Come storico che ha una visione ampia di queste cose, pensa che questa maggiore centralità della narrazione Juneteenth quest’anno sarà un punto di svolta – una vera pietra miliare in quel viaggio verso l’equità?
Non so necessariamente che diventi un punto di svolta. Questo tipo di impegno nazionale con Juneteenth dovrebbe essere parte di una serie molto più ampia di conversazioni politiche e sforzi intenzionali per affrontare la privazione generazionale che i neri hanno sperimentato come risultato della schiavitù e generazioni di esclusione dalle pari opportunità di mobilità sociale.

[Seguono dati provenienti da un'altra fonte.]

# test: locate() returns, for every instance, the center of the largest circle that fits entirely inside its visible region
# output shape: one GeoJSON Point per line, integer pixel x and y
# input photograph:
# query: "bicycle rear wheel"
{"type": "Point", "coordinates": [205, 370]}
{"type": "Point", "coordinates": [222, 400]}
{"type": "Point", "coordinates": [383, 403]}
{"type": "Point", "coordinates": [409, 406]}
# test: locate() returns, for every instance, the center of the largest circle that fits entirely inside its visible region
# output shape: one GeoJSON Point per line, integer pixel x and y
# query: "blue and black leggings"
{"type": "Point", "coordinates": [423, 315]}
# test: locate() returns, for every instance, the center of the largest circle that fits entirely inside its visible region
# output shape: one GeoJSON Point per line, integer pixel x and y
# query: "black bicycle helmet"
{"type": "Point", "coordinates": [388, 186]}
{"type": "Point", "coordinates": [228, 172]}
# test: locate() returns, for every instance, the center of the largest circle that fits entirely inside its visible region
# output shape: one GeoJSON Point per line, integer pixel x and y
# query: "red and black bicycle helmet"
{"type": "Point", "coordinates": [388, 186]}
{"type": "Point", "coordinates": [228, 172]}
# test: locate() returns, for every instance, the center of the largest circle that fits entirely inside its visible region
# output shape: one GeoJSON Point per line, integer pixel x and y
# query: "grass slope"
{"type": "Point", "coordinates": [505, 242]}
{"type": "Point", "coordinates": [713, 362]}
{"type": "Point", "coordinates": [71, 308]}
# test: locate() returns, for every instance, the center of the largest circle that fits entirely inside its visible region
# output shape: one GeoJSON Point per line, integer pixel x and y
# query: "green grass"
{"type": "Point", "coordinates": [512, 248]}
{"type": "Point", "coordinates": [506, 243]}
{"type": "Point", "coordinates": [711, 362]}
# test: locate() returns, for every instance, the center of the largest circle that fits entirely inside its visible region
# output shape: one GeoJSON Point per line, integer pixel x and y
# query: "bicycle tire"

Penso che le persone a livello nazionale che guardano a Juneteenth e lo celebrano e lo commemorano sia una buona cosa, perché può aprire la conversazione e creare piattaforme e opportunità per le persone di avere discussioni più mirate su queste storie. Ma in assenza di qualsiasi reale cambiamento strutturale che abbia a che fare con il tentativo di cambiare le condizioni politiche ed economiche dei neri nel mondo, negli Stati Uniti, significa solo così tanto, giusto? È solo un’altra vittoria simbolica, che è importante, ma non fa molto per affrontare la sofferenza accumulata e i debiti dovuti ai neri come risultato della schiavitù e di generazioni di violenza razziale in questo paese. Mi piacerebbe che fosse un punto di svolta. Ma io sono nero – e ho il tipo di speranza di cui parlava W.E.B. Du Bois: “una speranza non senza speranza, ma senza speranza.”